Sublime
Kurt Leland | 02/11/2009
(5 out of 5 stars)
"This is positively the most heart-rending and terrifying Schwanengesang cycle I've ever heard. If you ever wondered what Schubert felt in the last months of his life, knowing that he would soon die of syphilis, you will have no doubt after listening to the darker songs in the set. The sense of standing at the edge of the abyss is palpable, a tragedy of ancient Greek proportions.
Pregardien's vocal coloring of the words goes way beyond interpretation. It's as if he becomes the poet, the doomed composer. You don't even need to know German to get at the raw emotion. Staier's fortepiano creates a wonderful, almost impressionistic haze in the accompaniment, shading every turn of the text like a musical Doppelgänger.

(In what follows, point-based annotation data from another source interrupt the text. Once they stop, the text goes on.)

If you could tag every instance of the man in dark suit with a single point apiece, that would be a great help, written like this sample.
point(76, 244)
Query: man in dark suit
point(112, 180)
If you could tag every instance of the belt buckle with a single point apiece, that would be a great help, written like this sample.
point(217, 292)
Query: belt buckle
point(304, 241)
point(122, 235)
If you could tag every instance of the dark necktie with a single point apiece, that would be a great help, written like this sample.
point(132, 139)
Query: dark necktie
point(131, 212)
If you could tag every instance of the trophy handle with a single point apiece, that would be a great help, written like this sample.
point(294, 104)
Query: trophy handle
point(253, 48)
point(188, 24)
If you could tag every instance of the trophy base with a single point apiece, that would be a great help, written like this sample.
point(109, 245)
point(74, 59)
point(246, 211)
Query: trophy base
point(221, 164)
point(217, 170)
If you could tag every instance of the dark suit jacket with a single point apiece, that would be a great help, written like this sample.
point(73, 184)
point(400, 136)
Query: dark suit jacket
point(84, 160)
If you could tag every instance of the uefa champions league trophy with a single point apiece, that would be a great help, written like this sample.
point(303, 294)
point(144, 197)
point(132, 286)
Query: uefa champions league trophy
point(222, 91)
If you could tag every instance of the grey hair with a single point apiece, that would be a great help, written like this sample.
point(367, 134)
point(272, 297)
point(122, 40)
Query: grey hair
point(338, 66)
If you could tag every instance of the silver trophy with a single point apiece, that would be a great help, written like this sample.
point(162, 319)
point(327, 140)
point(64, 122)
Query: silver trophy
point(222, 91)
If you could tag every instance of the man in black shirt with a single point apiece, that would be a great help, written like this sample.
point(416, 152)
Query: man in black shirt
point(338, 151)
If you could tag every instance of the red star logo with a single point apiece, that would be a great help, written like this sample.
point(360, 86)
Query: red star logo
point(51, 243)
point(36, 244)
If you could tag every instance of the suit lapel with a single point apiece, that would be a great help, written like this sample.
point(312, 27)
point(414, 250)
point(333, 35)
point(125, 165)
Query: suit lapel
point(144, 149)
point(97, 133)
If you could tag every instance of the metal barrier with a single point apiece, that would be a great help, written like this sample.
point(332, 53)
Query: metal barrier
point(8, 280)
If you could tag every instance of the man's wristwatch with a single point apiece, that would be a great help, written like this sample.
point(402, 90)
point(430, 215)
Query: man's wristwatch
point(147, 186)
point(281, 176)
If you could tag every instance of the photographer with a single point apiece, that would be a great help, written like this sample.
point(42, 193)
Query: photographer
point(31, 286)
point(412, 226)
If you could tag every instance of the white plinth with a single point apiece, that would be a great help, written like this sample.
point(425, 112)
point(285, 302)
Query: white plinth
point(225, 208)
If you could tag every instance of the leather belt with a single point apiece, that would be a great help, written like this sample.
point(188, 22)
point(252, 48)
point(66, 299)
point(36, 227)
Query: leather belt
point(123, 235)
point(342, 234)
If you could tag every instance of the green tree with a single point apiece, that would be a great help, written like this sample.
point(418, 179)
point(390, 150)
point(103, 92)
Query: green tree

The lighter songs in the set are delightfully frothy, but somehow make the gloomy ones even darker in contrast. The Seidl settings that fill out the program are less familiar, more lightweight, with the exception of the stunningly bright and sad (only Schubert can get them both at once!) Die Taubenpost, and the half-dark Der Wanderer an den Mond. They form an effective counterbalance to the Swan Songs.

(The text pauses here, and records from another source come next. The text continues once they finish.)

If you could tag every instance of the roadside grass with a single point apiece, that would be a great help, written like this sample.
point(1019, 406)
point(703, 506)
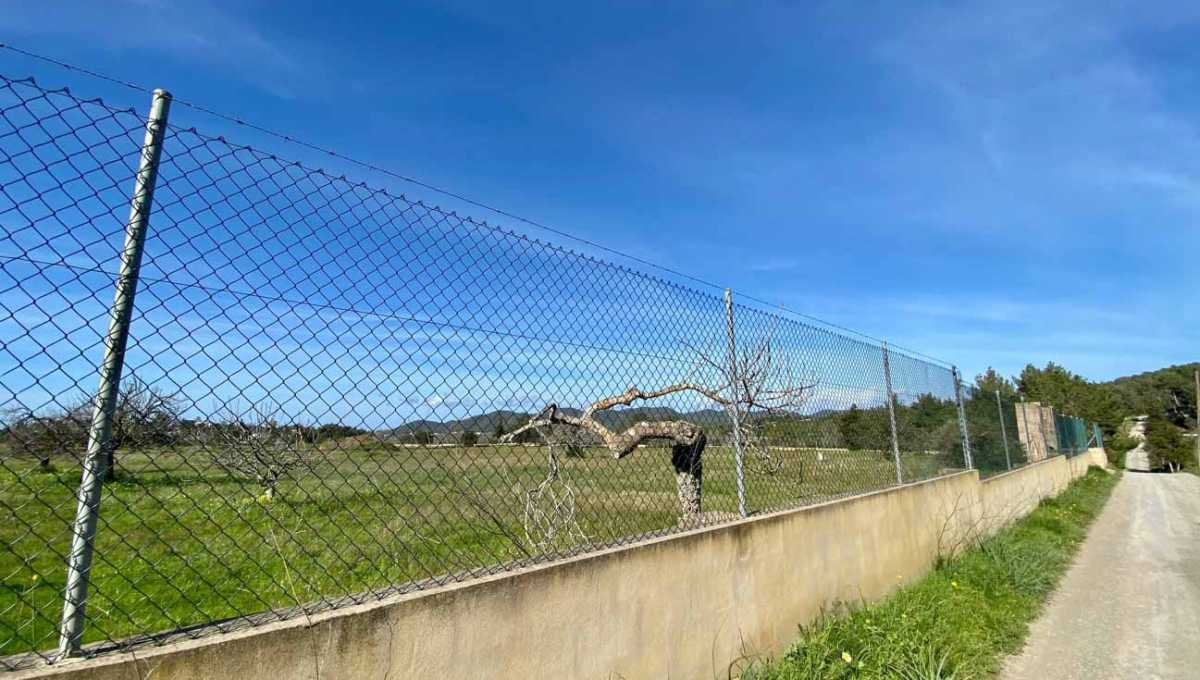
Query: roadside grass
point(180, 542)
point(959, 621)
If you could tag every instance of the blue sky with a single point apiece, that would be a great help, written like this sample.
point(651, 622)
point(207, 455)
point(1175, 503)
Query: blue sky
point(988, 182)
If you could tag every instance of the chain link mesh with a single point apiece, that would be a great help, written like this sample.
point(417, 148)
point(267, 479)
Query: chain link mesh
point(334, 393)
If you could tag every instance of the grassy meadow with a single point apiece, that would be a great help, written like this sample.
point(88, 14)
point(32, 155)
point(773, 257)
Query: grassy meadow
point(183, 543)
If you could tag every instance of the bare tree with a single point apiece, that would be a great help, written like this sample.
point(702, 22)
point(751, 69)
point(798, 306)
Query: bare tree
point(144, 416)
point(760, 381)
point(255, 446)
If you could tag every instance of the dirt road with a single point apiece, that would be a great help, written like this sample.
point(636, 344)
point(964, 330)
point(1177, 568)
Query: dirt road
point(1129, 606)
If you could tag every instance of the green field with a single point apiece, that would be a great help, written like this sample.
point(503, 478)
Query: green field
point(181, 542)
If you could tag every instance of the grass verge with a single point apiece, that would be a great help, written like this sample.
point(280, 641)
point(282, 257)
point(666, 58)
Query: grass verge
point(959, 621)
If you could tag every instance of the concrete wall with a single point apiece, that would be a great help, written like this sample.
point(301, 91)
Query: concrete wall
point(683, 606)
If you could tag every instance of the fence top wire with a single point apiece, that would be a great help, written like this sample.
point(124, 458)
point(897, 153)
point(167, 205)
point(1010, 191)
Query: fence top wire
point(291, 139)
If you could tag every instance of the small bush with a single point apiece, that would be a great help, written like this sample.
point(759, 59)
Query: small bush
point(1168, 447)
point(1116, 447)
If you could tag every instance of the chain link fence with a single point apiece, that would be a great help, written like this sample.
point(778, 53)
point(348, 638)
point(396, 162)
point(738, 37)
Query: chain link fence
point(311, 393)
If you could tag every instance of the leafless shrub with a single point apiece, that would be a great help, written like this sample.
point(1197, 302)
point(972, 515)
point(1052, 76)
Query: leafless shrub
point(144, 416)
point(761, 381)
point(252, 445)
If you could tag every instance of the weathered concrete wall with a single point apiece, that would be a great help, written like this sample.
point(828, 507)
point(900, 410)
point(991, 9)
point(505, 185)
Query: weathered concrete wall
point(682, 606)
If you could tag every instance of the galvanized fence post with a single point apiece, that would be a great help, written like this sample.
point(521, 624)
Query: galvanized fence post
point(736, 397)
point(100, 434)
point(892, 413)
point(963, 419)
point(1003, 431)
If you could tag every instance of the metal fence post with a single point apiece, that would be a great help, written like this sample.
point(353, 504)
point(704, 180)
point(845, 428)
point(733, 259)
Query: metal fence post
point(892, 413)
point(1003, 431)
point(738, 463)
point(963, 419)
point(107, 393)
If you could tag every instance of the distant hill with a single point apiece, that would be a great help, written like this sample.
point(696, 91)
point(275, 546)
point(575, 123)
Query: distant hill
point(1169, 392)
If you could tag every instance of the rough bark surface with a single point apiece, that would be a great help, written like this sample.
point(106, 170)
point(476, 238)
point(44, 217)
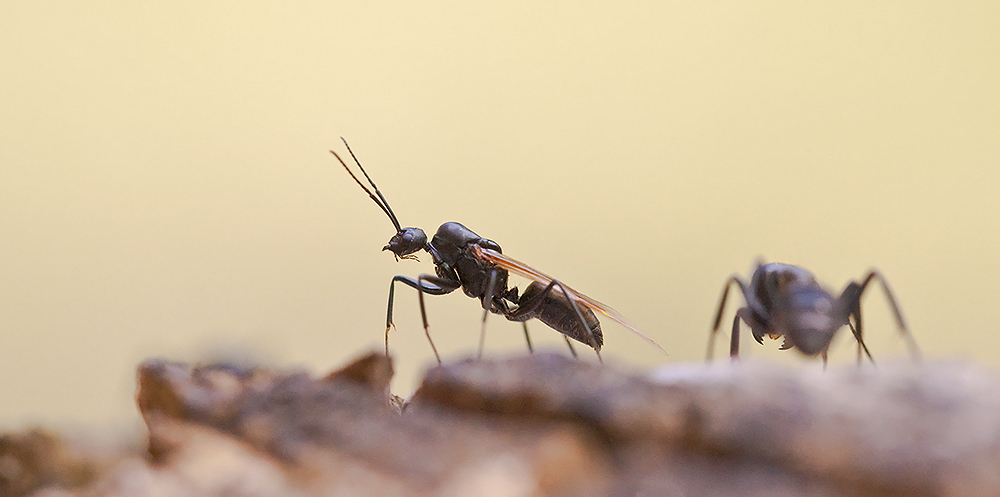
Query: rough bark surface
point(542, 425)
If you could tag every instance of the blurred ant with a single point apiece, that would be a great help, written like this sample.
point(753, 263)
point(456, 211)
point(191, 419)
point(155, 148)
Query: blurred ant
point(785, 301)
point(463, 259)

But when experiencing the bleakness of Der Atlas, in which the whole weight of the world rests on the poet's (and songwriter's) shoulders, or Der Doppelgänger, with its terrified vision of the ghost of oneself damned to a limbo of lost love, I don't want to be lifted out of that mood and entertained.
Rilke said: "For beauty is just the beginning of terror." That's the world the best songs of this CD inhabit--the very definition of the sublime."